In precedenza, i leader del Blocco Patriottico, considerato filorusso, avevano rivendicato la vittoria delle opposizioni. L’ex presidente Igor Dodon, in particolare, aveva affermato: “Il Partito d’Azione e Solidarietà ha perso queste elezioni e attualmente non ha la maggioranza parlamentare, mentre l’opposizione ha vinto”.
Sandu: “Risultato voto è un forte mandato per adesione a Ue”
“Il voto di ieri è un voto forte per l’adesione all’Unione Europea. La via più breve verso la pace e la libertà è la via europea”. Lo ha dichiarato la presidente moldava, Maia Sandu, dopo il successo elettorale del partito europeista Pas, come riporta l’emittente Tvr. “Grazie ai cittadini che hanno partecipato al voto. Nei piccoli villaggi, nelle grandi città, in campagna o oltre confine, ogni voto è stato importante. Abbiamo dimostrato al mondo intero di essere coraggiosi e meritevoli. Non ci siamo lasciati comprare, intimidire o spaventare. Abbiamo mobilitato e protetto il nostro Paese attraverso il nostro voto onesto. Grazie dal profondo del mio cuore. Abbiamo dimostrato responsabilità sia in patria che nella diaspora “, ha dichiarato Sandu. La presidente ha sottolineato che l’unità sarà essenziale per il prossimo periodo: “Ieri, ma anche nelle settimane di campagna elettorale, abbiamo dimostrato di sapere come essere uniti. Dobbiamo rimanere uniti nei nostri sforzi quotidiani. Il risultato del voto non è la vittoria di un partito. È la vittoria del Paese. Dobbiamo usare questa vittoria per il bene di tutti i cittadini, indipendentemente da chi abbiano votato”.
“Cremlino ha provato a dividerci, ora è il momento di unirci”
“Il Cremlino ha cercato di dividerci. Questa campagna ha dimostrato che abbiamo delle vulnerabilità, ma abbiamo anche istituzioni capaci e persone motivate. La stampa ha dato un contributo enorme, riuscendo a smascherare i piani del Cremlino contro la Moldova”, ha detto ancora Sandu, dopo il successo elettorale del partito europeista Pas. Sandu ha delineato le priorità per il futuro governo: “Dobbiamo riformare il sistema giudiziario. Dobbiamo eliminare definitivamente il fenomeno dell’acquisto di voti. I partiti politici devono rispettare le disposizioni di legge, soprattutto quelle relative al finanziamento. La lotta alla disinformazione è più difficile, ma dobbiamo cercare soluzioni”. “So che alcuni di voi sono preoccupati. Il prossimo governo dovrà garantire che nessuno venga lasciato indietro. Ora è il momento di unirci per vedere cosa ci unisce di più di ciò che ci divide. Non ci sono vincitori e vinti“, ha dichiarato ancora la presidente.

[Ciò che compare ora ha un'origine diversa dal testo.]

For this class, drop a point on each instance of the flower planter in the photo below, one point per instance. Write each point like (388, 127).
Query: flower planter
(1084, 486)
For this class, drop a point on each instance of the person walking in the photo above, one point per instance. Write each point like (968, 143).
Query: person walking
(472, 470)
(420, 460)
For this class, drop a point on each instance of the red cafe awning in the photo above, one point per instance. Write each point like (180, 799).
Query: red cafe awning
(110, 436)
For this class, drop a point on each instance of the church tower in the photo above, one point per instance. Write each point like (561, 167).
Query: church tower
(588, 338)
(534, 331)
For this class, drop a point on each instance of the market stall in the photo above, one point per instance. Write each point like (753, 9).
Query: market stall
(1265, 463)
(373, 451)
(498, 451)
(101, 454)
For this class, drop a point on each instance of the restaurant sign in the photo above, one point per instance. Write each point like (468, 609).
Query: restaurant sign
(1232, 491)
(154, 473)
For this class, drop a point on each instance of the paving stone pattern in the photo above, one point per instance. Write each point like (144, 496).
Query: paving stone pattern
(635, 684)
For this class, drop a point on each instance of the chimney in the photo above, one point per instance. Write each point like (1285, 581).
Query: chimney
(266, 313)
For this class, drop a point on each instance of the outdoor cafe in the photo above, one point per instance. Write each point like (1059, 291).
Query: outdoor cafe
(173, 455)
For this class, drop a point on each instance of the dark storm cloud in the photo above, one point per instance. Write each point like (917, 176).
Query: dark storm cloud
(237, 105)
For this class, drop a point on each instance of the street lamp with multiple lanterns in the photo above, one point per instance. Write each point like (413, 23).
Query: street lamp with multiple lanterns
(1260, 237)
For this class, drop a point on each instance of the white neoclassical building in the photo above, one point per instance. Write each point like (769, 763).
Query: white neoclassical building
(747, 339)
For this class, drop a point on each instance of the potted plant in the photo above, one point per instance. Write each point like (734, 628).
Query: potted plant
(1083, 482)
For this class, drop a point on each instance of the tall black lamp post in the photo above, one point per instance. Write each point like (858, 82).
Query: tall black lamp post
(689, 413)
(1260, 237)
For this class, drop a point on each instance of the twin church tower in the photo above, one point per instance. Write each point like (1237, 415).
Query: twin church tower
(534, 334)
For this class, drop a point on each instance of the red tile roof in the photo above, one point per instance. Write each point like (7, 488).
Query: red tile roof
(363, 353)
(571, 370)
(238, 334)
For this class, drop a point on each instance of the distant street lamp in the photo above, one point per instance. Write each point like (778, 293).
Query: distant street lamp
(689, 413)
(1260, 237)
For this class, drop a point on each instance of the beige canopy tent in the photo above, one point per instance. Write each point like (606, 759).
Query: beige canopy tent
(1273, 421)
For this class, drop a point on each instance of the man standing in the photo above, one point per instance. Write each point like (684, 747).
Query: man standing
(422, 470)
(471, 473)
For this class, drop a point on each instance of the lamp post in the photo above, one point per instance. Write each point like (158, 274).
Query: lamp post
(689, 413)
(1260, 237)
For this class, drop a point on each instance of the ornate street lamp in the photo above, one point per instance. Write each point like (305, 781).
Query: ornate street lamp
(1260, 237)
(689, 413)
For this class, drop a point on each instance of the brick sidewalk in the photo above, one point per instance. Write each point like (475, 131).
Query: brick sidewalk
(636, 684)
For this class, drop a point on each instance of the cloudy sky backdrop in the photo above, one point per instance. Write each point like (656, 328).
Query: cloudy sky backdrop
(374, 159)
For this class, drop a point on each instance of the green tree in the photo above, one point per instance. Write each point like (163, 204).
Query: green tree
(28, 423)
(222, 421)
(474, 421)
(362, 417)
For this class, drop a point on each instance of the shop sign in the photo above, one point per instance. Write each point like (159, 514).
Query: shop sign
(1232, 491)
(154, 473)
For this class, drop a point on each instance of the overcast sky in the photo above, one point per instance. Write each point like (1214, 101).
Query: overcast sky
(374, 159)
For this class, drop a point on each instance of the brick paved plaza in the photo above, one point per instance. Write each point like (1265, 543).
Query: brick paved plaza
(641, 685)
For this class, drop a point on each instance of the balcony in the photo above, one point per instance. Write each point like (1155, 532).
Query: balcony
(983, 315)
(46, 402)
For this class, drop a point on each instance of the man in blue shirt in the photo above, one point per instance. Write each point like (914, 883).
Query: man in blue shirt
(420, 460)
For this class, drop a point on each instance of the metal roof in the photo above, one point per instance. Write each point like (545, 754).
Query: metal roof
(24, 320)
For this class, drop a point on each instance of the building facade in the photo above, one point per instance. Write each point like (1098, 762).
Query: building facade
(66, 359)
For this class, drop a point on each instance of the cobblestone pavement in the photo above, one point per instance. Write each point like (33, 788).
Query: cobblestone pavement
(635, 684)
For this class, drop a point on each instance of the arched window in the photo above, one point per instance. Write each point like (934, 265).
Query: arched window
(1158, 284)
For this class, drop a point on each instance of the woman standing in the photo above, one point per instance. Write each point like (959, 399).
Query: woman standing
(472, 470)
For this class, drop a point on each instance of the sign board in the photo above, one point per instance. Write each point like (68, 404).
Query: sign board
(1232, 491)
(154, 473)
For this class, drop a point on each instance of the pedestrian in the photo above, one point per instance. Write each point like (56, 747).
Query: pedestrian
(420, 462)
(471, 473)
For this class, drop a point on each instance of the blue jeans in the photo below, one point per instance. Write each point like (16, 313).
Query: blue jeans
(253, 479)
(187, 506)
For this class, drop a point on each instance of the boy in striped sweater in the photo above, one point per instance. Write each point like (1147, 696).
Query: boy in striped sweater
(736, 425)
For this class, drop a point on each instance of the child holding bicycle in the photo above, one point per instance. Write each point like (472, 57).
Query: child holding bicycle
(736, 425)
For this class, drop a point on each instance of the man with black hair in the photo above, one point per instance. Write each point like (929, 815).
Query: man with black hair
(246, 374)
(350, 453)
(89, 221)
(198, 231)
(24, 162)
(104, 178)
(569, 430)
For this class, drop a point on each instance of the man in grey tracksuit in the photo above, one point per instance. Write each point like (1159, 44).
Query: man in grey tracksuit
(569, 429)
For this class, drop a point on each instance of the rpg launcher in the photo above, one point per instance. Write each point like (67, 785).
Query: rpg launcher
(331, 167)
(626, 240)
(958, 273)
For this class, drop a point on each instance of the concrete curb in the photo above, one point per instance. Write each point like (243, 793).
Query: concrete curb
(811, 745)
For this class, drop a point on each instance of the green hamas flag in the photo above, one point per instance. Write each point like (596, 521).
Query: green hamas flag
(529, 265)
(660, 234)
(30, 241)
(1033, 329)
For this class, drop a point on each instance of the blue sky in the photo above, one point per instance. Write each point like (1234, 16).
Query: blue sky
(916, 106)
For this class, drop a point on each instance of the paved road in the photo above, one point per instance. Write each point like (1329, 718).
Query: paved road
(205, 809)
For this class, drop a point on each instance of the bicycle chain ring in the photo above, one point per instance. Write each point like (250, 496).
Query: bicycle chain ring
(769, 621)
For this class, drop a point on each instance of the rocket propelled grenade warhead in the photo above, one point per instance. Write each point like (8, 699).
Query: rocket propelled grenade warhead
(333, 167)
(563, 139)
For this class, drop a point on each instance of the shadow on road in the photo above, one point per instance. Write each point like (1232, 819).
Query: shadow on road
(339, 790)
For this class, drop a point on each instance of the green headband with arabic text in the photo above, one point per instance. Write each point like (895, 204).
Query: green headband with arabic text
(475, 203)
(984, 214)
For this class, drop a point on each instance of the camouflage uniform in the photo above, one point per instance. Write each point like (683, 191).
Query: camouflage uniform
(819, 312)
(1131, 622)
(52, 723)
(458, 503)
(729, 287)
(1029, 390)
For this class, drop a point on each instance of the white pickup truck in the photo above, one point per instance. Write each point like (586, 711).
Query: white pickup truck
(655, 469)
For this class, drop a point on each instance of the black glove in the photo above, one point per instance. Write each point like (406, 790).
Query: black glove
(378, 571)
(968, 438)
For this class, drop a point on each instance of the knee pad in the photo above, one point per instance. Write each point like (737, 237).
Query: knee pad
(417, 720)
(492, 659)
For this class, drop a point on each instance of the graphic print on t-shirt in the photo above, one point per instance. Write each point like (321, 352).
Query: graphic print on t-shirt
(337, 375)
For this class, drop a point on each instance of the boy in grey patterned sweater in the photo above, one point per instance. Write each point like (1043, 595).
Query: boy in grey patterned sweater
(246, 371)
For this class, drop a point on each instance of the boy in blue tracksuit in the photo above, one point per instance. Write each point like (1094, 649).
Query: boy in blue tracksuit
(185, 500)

Il voto tra disordini e allarmi bomba in patria e all’estero
La Commissione elettorale centrale (CEC) della Moldavia ieri aveva comunicato che, in relazione al voto per le elezioni parlamentari, la polizia è intervenuta per la folla sui ponti sul Dnestr “per prevenire ogni possibile rischio”. Secondo le informazioni presentate dall’Ispettorato generale di polizia, sono stati registrati 141 casi di presunte violazioni della legge, di cui 8 casi di agitazione elettorale; 5 casi relativi al trasporto degli elettori; 8 casi di ragionevole sospetto di corruzione degli elettori; 58 casi di foto della scheda elettorale; 6 casi di danneggiamento della scheda elettorale. In diversi seggi elettorali all’estero sono stati segnalati allarmi bomba: Bruxelles, Roma e Genova, Bucarest, Ashville (Usa) e Alicante (Spagna). Le istituzioni responsabili sono intervenute tempestivamente e gli elettori e i membri degli organi elettorali sono stati evacuati secondo i protocolli stabiliti. Le operazioni di voto sono state sospese per brevi periodi al fine di effettuare i controlli necessari e garantire la piena sicurezza dei cittadini e il regolare svolgimento delle operazioni elettorali.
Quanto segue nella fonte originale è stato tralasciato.